CVE-2025-46486

Vulnerability

Description The Nomupay Payment Processing Gateway plugin for WordPress (versions up to and including 7.1.7) contains a path traversal vulnerability due to improper limitation of a pathname to a restricted directory [1]. This vulnerability, classified as CVE-2025-46486, allows an attacker to traverse outside the intended directory and access arbitrary files on the server.

Exploitation

Attackers can exploit this vulnerability without requiring authentication, making it particularly dangerous for unpatched sites. The path traversal flaw enables an attacker to manipulate file paths in requests, potentially reading sensitive files such as wp-config.php, which contains database credentials, or other configuration and backup files [1]. The lack of proper input filtering or validation on file paths is the root cause.

Impact

If successfully exploited, an attacker could download arbitrary files from the affected WordPress installation. This includes files containing login credentials, database connection strings, and backup archives, which could lead to further compromise of the site or its data.
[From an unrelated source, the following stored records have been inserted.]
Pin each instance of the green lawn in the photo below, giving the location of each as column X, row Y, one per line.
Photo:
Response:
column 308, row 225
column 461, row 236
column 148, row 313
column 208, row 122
The CVSS v3 base score of 4.9 (Medium) reflects the confidentiality impact, although the vulnerability is expected to be used in mass-exploit campaigns due to the popularity of the plugin [1].

Mitigation

The plugin vendor has released version 7.1.8, which patches the vulnerability. Users are strongly advised to update immediately to version 7.1.8 or later [1]. For those unable to update, Patchstack provides a mitigation rule that blocks attacks until an update can be applied. Automating plugin updates is recommended to reduce the window of exposure [1].